Ah, I was overloading "owned", probably wrongly. What I'm trying to call out is
that in pKVM, while the untrusted host can withold resources, it can't subvert
most of those resources. Taking scheduling as an example, a pKVM vCPU may be
migrated to a different pCPU by the untrusted host, but pKVM ensures that it is
safe to run on the new pCPU, e.g. on Intel, pKVM (presumably) does any necessary
VMCLEAR, IBPB, INVEPT, etc. to ensure the vCPU doesn't consume stale data.

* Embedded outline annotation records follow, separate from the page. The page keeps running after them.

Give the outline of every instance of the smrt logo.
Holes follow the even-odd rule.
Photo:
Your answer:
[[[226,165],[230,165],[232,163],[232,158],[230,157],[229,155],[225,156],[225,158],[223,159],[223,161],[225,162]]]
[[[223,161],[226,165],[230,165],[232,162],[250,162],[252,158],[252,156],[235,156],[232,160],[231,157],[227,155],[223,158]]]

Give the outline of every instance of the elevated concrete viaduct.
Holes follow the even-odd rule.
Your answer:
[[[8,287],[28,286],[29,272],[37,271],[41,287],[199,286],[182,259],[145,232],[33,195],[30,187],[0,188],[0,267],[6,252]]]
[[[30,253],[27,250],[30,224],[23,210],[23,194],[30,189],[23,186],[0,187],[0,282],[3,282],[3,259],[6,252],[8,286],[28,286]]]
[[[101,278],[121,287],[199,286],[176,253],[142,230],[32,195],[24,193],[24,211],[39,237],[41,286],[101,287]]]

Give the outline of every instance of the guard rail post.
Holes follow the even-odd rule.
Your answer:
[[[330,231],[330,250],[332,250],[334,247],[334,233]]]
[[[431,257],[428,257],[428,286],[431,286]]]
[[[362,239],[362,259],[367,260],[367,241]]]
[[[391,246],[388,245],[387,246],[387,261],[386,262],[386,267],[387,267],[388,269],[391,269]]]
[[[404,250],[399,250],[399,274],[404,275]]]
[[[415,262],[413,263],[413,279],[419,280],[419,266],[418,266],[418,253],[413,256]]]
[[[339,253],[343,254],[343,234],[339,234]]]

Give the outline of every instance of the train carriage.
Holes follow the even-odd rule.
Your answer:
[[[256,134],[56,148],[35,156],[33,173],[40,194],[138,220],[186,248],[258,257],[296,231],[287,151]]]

> Basically for two reasons: 1. we want to keep the trusted hypervisor as
> simple as possible. 2. we don't need availability guarantees.
>
> The trusted hypervisor owns only: 2nd-stage MMU, IOMMU, VMCS (or its
> counterparts on non-Intel), physical PCI config space (merely for
> controlling a few critical registers like BARs and MSI address
> registers), perhaps a few more things that don't come to my mind now.
The "physical PCI config space" is a key difference, and is very relevant to this
doc (see my response to Allen).
> The untrusted host schedules its guests on physical CPUs (i.e. the
> host's L1 vCPUs are 1:1 mapped onto pCPUs), while the trusted hypervisor
> has no scheduling, it only handles vmexits from the host and guests. The
> untrusted host fully controls the physical interrupt controllers (I
> think we realize that is not perfectly fine, but here we are), etc.
Yeah, IRQs are a tough nut to crack.